Routinely offering WGS to newly diagnosed children with cancer is a promising step towards better genetic mapping of childhood cancers. It is expected to have a positive impact on clinical practice and improve the quality of life for children and their families. the integration of WGS necessitates an in-depth comprehension of its results. Achieving this understanding mandates extensive research and inter-institutional collaboration, including the discussion of findings in Genomic Tumour Advisory Board (GTAB) meetings. Additionally, it is crucial for treating clinicians to develop a greater awareness of the clinical implications of WGS results, a goal that can only be realized through the study of larger patient cohorts.

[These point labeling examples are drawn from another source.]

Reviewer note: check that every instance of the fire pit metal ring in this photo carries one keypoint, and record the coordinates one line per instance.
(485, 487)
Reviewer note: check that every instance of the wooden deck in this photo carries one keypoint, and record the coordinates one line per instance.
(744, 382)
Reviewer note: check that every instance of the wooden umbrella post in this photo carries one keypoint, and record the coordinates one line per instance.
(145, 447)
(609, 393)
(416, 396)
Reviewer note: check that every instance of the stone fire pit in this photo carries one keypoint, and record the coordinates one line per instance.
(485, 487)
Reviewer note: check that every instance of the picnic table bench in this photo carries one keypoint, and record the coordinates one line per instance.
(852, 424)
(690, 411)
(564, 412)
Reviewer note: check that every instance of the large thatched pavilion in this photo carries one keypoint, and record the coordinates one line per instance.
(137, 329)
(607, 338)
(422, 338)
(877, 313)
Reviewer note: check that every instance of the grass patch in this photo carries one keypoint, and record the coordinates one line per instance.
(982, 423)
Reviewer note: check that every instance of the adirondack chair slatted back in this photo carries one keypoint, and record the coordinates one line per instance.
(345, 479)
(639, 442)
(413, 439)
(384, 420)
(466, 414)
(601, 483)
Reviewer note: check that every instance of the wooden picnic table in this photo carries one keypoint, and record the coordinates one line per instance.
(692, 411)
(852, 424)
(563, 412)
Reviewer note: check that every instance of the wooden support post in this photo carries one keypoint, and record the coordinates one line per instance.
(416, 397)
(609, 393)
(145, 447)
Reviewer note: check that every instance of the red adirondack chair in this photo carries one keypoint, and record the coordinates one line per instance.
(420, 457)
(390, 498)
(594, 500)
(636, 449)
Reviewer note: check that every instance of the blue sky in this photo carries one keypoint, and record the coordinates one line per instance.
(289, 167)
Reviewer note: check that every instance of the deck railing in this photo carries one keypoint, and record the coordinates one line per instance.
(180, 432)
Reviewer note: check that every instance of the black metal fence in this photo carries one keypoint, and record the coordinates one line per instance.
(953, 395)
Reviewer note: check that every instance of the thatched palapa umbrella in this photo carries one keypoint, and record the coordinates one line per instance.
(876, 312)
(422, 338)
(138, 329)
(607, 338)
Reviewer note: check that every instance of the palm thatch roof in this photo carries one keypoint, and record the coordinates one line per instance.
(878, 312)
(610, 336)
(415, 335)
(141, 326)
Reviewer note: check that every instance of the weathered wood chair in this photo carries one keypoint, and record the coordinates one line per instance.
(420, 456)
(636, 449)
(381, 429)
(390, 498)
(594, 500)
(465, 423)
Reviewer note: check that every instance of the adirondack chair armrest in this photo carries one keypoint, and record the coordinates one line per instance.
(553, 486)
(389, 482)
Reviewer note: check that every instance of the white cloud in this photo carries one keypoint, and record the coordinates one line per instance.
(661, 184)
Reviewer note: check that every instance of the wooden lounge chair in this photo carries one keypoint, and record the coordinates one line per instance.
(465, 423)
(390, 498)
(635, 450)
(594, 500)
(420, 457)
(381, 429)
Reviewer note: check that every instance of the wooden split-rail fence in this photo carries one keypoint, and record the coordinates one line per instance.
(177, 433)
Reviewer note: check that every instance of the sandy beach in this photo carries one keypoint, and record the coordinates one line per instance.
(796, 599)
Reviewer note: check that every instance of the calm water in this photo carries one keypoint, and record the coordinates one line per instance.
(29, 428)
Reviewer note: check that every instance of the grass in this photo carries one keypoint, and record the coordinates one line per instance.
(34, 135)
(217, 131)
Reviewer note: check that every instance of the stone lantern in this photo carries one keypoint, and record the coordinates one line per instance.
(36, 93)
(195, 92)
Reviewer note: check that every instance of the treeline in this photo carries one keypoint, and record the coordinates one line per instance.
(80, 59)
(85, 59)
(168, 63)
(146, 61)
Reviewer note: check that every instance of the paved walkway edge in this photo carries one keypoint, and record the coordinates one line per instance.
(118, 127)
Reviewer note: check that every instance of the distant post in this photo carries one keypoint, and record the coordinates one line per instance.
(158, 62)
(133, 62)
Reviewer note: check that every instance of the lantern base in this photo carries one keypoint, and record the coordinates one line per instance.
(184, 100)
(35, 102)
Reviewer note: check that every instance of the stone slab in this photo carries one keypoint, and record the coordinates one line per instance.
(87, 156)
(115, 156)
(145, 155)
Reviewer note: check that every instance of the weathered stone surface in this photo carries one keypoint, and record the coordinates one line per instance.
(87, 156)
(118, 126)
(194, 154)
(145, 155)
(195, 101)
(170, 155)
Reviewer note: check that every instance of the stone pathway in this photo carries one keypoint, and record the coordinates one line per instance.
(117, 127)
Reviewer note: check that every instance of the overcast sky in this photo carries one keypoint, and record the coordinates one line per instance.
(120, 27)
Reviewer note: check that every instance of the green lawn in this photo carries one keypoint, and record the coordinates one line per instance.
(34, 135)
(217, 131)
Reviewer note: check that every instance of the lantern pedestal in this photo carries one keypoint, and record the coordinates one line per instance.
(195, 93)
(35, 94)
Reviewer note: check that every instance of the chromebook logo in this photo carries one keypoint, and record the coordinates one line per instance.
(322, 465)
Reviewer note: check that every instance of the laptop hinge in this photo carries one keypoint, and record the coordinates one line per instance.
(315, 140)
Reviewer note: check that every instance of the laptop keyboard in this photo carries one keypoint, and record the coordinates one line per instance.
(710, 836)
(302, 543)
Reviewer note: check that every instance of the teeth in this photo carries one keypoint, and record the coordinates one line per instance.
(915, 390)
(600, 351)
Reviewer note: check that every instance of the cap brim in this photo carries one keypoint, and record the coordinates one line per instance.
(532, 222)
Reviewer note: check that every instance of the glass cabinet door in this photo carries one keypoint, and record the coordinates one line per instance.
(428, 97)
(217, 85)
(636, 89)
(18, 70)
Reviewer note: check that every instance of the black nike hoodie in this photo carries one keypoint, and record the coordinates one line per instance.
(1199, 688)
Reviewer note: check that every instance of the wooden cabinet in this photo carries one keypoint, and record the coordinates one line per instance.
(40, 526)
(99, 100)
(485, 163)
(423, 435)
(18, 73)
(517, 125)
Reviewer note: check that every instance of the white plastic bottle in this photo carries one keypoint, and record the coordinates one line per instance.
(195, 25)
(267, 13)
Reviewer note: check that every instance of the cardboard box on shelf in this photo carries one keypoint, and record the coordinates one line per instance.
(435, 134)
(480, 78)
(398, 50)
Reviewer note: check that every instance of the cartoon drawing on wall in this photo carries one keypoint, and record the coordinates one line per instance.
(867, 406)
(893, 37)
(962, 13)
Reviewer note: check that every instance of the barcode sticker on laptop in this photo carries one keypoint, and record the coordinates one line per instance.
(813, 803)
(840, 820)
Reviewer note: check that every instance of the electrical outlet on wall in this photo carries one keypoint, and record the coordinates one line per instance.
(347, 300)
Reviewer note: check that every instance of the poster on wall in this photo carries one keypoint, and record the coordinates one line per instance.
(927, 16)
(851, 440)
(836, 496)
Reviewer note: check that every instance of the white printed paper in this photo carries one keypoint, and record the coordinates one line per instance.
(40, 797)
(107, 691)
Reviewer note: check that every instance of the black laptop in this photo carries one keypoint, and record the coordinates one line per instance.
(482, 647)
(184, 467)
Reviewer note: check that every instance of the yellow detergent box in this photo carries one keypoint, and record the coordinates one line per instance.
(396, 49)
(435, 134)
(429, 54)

Implications for Clinical Practice

1. Enhanced Diagnosis: WGS can identify genetic anomalies missed by standard tests, providing a more comprehensive understanding of malignancies.
2. Personalized Treatment: Identification of specific genetic mutations allows for more personalized and targeted treatment strategies.
3. Research and Collaboration: Greater collaboration and larger studies are needed to better interpret WGS results and integrate them into routine clinical practice.

Recommendations

• Integration into Standard Care: Incorporate WGS into standard diagnostic and treatment protocols for paediatric haematological malignancies.
• Education and Training: Provide education and training for healthcare providers on the interpretation and clinical application of WGS results.
• Further Research: Conduct larger, multicentre studies to validate findings and improve the understanding of WGS data.

By embracing whole genome sequencing, we can enhance the precision of paediatric oncology care, offering hope for better outcomes and improved quality of life for young patients and their families.